Originally Posted by HeluvaSkier
A few points for discussion:
- The Phantom Move (or whatever you want to call it), by its very nature uses inside ski redirection [rotary] at the very top of the turn in order to make the ski paths divergent. In a non-exaggerated turn this is so minimal that you can almost discard its existence (which has been done in PMTS) but the fact remains that the movement exists.
- The Phantom Move also puts the inside ski on a track that closely resembles the outside ski so that no further redirection has to occur after the point at which the move is executed.
- In a PSIA style turn where the inside ski is tracking a different radius from the outside ski (much smaller), the inside ski must constantly be redirected by using rotary or awkwardly tipped onto a higher edge angle than the outside ski.
While the tracks that have equal separation on the snow may look more pleasing to the eye making a turn that requires the inside ski to be redirected through the entire turn is not exactly what I would describe as an efficient movement (hence my reference to efficiency).
Now, someone brought skifex and her turns into the discussion. I would argue that he turns and her type of skiing do not completely fit the models that we are looking at... especially when you take the CM movement into consideration. [The only way that she can maintain weight on the outside ski with her skiing is due to centrifugal and centripetal forces between her skis and the snow and the snow to her skis as her CM is falling way inside of the turn. However... if you take ONLY her lower body into consideration you will notice a sequence that resembles the 'real world' tracks that I drew in the original drawing. If you look closely you can even see a move that lends itself to pulling back the inside ski...]
Seem t ome we are making alot of assumptions here.
#1, I don't know that the skis diverge from rotary, from the leg getting shorter, or from both happening at the same time, or other issues. Dynamicly pull the inside heel towards the butt, and you will get diverging skis, but you can also get there by simply unweighting the inside ski, countering too much and steering the ski along it's way.
I've never been in a pmts clinic, so I don't know how this would work out other than to say I have read book two, and played with the concepts.
#2, "Closely resembles" will still require some redirection or "guidance" in my view.

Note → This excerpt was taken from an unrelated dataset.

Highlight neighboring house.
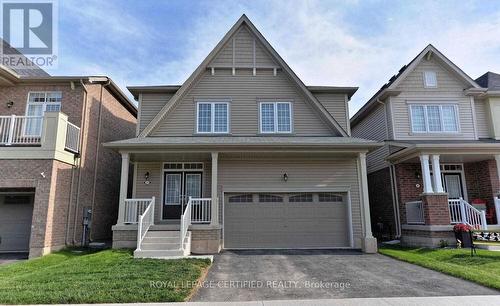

The only way to get to no further redirection needed would be to have them in the same exact track and radius. As they say, close only works in horseshoes.
#3 What is phantom to me is that proverbial "PSIA turn". What is it? Aren't the skis always tracking a different radius? I mean, we talk of parallel tracking of the skis, but doesn't this require some guidance and redirecting whether it is a " pmts turn, or a psia turn"? Does parallel really even exist if the skis aren't are not tracking the same radius? I see the same thing happening with regards to the continual guidance of the skis in both of your types of turns that you want to draw a distiction too. The bias may differ between priorities, tipping versus guiding to keep a consistent width, but both require some guiding because neither have the same radius happening between the inside ski and the outside ski.
Skifex's skiing inefficient? Perhaps, but we would really have to scientifically evaluate the tension and btu's happening in the body to really determine this. Is angulation always more efficient than banking in terms of muscle energy expended? To me she looks realxed, fluid, and playfull. I've watched Nick Herrin skiing vey similar to this when he was being "playfull". Well those are my thoughts. later, RicB.